Let me just get the main thrust of my opinion across first: The #DumpStoli campaign, headed by writer and rib-nudger Dan Savage, is absolutely inane and–on a far more serious note–dangerous in its message.

This Thursday, the denizens of the ever-privileged West Hollywood gay mecca will be engaging in the most audacious form of slacktivism after one of its councilmembers, John Duran, asked area gay bars to join Micky’s to dump water-filled Stoli bottles down gutters to “raise awareness” regarding Russia’s degrading treatment of its LGBTQ citizens. Already titled as “Down the Drain with Russian Vodka Ceremony,” it is described as a “coming together to ceremoniously pour Russian vodkas” down gutters “in a city known for its progressive stance on social issues.”

“We can’t stand by as a community and watch the street thuggery on TV and the government’s thuggery in the papers without doing something,” Duran said. 

Already joining the purging session are bars like The Abbey, Revolver, the Mother Lode, and Eleven.

In Long Beach, The Falcon has already stopped selling the liquor, while multiple bars along the Broadway Corridor are considering doing the same. 

The apathetic, liberal dumping of Stoli–literal or metaphorical, given the water-filled bottles–in the belief that it will actually help LGBTQ Russians is so misguided that it is egregious. Ultimately, these businesses are doing the opposite of their intentions by dumping a brand whose parent company SPI has openly supported multiple LGBTQ events worldwide.

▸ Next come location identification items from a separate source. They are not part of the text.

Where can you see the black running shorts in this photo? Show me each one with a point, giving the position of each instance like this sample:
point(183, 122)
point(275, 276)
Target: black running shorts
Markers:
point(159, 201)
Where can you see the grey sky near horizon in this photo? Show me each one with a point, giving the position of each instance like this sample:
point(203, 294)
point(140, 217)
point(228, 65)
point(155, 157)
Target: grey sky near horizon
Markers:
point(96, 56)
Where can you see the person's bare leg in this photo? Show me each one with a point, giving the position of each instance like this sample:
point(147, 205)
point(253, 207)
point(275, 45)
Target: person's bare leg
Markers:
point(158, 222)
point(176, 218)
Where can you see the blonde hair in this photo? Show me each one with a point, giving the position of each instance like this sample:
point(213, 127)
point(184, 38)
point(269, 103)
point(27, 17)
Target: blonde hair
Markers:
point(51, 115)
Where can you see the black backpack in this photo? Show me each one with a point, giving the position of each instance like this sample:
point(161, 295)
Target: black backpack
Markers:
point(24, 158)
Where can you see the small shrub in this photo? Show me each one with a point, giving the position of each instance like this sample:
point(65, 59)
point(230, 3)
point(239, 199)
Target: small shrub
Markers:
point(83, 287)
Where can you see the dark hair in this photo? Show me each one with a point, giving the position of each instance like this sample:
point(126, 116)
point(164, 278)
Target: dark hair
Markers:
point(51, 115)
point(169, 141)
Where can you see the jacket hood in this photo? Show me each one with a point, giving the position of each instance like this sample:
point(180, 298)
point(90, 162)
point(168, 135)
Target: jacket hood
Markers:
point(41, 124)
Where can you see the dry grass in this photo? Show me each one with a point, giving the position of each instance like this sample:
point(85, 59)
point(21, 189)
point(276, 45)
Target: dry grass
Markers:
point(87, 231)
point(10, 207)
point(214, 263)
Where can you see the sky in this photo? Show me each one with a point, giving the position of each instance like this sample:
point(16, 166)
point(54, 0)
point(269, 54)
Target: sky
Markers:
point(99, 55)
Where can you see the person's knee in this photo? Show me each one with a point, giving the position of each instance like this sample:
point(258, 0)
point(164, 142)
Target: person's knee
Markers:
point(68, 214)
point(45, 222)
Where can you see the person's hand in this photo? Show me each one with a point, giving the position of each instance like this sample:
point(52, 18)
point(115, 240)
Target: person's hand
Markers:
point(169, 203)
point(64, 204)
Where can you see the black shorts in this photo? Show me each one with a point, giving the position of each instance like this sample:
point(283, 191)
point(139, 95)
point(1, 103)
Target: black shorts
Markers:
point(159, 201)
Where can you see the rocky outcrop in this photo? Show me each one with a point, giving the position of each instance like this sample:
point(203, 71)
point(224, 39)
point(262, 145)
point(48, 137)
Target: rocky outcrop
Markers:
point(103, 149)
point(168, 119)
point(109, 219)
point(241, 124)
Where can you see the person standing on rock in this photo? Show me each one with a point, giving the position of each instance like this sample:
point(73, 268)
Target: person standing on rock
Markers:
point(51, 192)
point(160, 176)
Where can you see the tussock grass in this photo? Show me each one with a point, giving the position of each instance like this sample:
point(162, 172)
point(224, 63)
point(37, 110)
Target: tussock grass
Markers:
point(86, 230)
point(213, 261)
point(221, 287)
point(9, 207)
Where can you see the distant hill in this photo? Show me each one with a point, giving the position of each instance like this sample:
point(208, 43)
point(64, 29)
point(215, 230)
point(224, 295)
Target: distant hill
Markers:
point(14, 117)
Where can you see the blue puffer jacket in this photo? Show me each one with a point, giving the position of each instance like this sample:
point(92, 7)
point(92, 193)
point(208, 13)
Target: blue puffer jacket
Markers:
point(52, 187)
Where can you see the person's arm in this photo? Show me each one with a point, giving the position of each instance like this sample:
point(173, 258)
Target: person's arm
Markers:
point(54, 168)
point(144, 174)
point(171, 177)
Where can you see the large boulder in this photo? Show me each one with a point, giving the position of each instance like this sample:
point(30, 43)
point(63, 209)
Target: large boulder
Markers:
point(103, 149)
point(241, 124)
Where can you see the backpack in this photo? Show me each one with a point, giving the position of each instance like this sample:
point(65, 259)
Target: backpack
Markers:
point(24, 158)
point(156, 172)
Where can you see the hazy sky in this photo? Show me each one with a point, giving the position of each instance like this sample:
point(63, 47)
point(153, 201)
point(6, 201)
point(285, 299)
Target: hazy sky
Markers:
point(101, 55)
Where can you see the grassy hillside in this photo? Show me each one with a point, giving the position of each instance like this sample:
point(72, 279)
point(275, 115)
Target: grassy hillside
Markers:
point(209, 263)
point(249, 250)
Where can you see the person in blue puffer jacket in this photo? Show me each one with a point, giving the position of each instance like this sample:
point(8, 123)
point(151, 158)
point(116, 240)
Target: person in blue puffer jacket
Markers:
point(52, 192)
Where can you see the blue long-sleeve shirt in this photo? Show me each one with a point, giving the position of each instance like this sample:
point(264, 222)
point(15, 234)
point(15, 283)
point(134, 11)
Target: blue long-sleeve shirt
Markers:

Check out, for example, their ahead-of-its-time documentary series about queer America or its support of prides worldwide, from Tel Aviv to Miami. Or take Stoli’s owner, who lives in exile because he opposes Putin and his policies, particularly after the company was split–half to Russia, half to Latvia–following the fall of the Soviet Union. Or take Patrik Gallineaux, the LGBT ambassador for SPI (yes, they have one) and a Russian human rights activist whose career as a queer drag entertainer is largely supported by SPI.

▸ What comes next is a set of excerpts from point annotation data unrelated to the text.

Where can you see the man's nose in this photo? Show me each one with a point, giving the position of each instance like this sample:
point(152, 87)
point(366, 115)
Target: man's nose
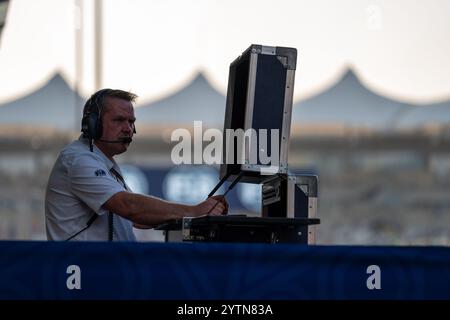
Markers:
point(128, 127)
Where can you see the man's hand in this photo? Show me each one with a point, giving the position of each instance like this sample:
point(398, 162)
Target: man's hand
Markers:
point(214, 206)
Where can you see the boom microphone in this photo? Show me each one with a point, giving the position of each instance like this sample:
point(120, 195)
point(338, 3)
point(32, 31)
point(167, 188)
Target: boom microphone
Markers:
point(122, 140)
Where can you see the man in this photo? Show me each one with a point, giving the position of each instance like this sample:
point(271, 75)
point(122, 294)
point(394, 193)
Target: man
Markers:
point(87, 198)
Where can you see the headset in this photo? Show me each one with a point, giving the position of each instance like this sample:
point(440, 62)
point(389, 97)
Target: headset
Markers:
point(91, 124)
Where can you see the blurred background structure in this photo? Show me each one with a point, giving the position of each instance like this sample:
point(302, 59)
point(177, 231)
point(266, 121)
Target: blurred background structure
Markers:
point(371, 114)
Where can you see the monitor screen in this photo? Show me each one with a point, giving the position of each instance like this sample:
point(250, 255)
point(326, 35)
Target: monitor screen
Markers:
point(258, 113)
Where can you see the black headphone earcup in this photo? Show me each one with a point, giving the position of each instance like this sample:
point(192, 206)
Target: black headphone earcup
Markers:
point(90, 126)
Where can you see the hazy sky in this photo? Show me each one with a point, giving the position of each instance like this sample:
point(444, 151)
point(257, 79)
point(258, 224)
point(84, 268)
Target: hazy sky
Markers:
point(398, 48)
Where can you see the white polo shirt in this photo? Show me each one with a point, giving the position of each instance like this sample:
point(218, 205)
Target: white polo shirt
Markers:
point(81, 181)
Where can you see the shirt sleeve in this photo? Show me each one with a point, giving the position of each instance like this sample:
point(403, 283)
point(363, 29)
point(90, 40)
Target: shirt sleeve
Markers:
point(92, 182)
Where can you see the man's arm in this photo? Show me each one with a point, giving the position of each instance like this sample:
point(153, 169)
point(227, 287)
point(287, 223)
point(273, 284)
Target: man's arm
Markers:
point(150, 211)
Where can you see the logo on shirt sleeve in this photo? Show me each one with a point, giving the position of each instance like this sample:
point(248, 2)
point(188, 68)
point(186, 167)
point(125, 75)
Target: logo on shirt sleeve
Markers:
point(100, 173)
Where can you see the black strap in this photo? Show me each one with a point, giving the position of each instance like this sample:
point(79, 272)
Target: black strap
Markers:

“The Stoli being boycotted [here in the States] is a victim of the same government now causing harm to our LGBT brothers and sisters and that owns and controls the Stoli brand in Russia,” Gallineaux said. “It is wrong, unfair, and pretty horrible that our own community is trying to hurt a company I know better than anyone; a company that does so much for us and is considered an enemy of Russian parliament… How would you feel if you left your country because of bad government, had the government steal your company [while] you and your company continue to support gay rights globally, and then have the same people you have helped want to help punish you for it?”

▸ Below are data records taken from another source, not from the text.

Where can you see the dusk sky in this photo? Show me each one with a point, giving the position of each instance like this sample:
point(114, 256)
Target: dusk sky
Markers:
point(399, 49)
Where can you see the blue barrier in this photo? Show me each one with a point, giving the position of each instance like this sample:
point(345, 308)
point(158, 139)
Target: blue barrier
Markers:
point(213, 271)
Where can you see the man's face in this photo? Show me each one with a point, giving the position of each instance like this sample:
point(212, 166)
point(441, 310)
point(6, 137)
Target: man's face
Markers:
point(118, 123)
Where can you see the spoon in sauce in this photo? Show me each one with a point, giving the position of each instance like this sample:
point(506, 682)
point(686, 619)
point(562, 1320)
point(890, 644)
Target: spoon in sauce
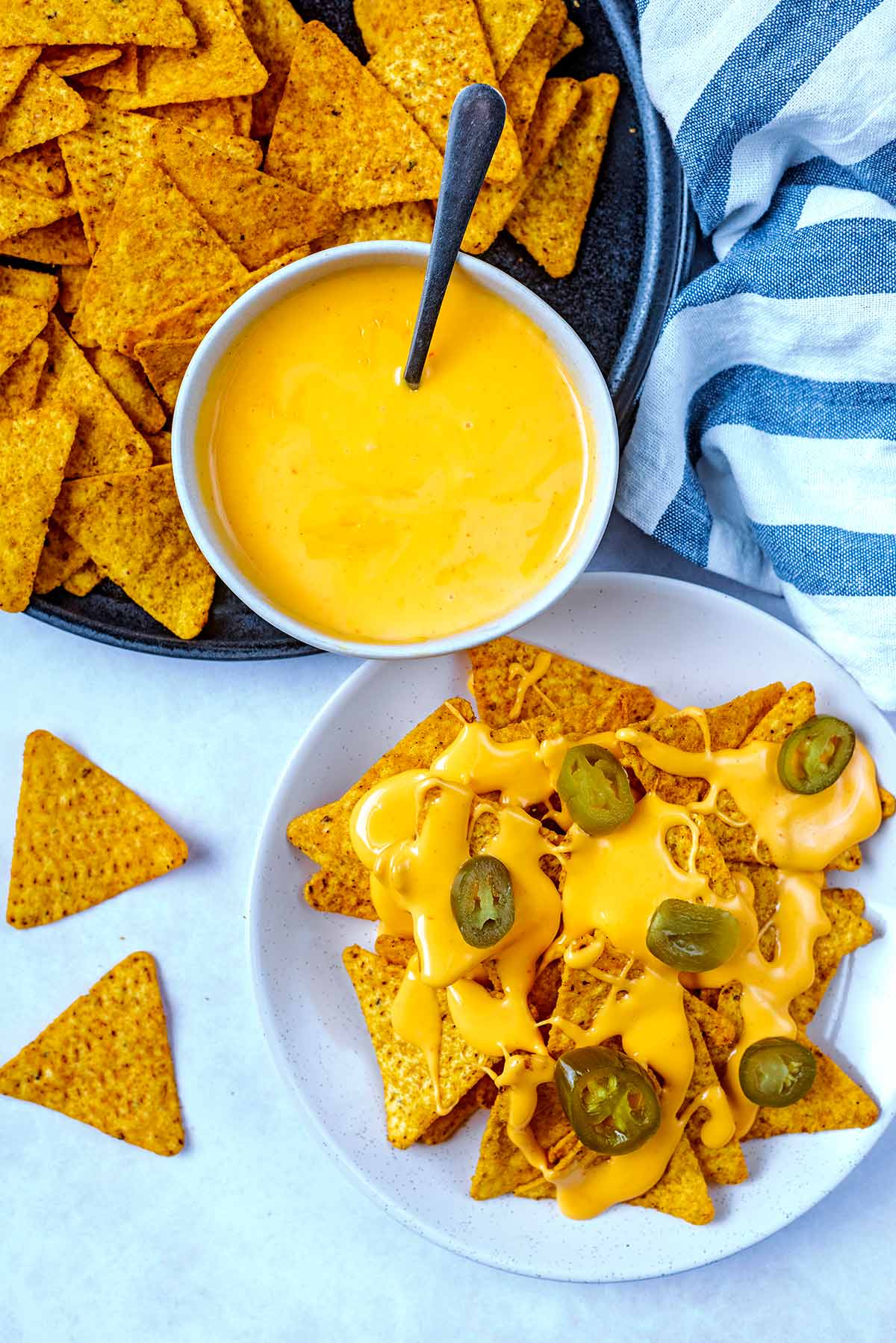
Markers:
point(474, 129)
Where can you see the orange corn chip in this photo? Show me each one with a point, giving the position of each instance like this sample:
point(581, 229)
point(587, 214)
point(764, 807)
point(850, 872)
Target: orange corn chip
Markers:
point(82, 837)
point(341, 134)
point(551, 217)
point(35, 447)
point(107, 1061)
point(132, 528)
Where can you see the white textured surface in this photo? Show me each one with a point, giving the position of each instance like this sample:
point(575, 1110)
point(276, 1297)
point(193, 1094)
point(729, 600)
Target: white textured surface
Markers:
point(252, 1233)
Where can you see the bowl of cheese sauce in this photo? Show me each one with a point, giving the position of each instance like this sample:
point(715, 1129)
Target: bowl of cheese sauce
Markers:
point(364, 518)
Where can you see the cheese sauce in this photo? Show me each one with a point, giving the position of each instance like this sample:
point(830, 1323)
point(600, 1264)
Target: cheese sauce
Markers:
point(376, 513)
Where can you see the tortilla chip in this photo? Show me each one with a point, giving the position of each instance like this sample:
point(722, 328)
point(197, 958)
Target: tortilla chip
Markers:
point(58, 244)
point(254, 214)
point(429, 63)
point(570, 40)
point(72, 282)
point(496, 202)
point(125, 380)
point(15, 63)
point(19, 383)
point(523, 79)
point(60, 559)
point(411, 220)
point(341, 134)
point(78, 60)
point(107, 1061)
point(26, 212)
point(40, 168)
point(35, 450)
point(43, 106)
point(107, 441)
point(153, 23)
point(408, 1094)
point(81, 837)
point(578, 696)
point(84, 580)
point(833, 1102)
point(220, 65)
point(132, 528)
point(273, 27)
point(343, 885)
point(551, 217)
point(156, 244)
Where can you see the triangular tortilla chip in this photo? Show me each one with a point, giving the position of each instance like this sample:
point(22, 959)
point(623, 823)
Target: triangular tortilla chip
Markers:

Even worse is the message this pseudo-protest sends: “We support you but not your heritage, the word ‘Russian’ equates to ‘evil,’ and we looooove a flair for the pointless, banal dramatics.”

Wow. What happened, Dan Savage? What is going on over there, WeHo? Boycotting a brand that has been historically outspoken against the policies of its birthplace’s government that you are also attempting to speak out against? It makes no sense. 

Instead of boycotting an innocent brand that has no control over national politics, why not boycott the Winter Olympics soon to be held in Russia (where Russian lawmaker Vitaly Milonov has stated that the country’s “gay propaganda law” will be enforced during the Games, putting LGBT athletes and tourists at risk of being arrested), which provides tourism and worldwide positive press for the government itself?

The Broadway Bar and the Sweetwater Saloon, both sister bars in the Gayborhood said they will continue to the carry Stoli.

“Stoli doesn’t even come from Russia any longer; its [American, Canadian, and Australian versions are] produced in Latvia,” Miguel Batencourt, a bartender at Broadway Bar, pointed out. “I had quite a few folks trying to boycott vodka in general and all I could do was just shake my head, hold my breath, hoping to pass out by the time they tried to explain to me why they are boycotting it.”

Sweetwater manager Kevin Gobee said that he approached his boss on the matter. 

“After everything that I have read, I told my boss that we shouldn’t because the Stoli that we purchase provides no profits to the Russian government,” Gobee said. “However, we agreed that if there is an overwhelming social opinion that we shouldn’t carry it, we will remove it, if and when the time comes… I just hope that our customers do the proper research before boycotting Stoli or our bar for carrying it.”

This frivolous, cheap, and ultimately first-world-problem conversation about vodka drinking shows nothing more than the vacuity of privileged, Westernized gay thinking.

Cheers to the ill-informed–and let’s hope that Stoli doesn’t pour us, Gallineaux, or their support for the community back out onto the street in return.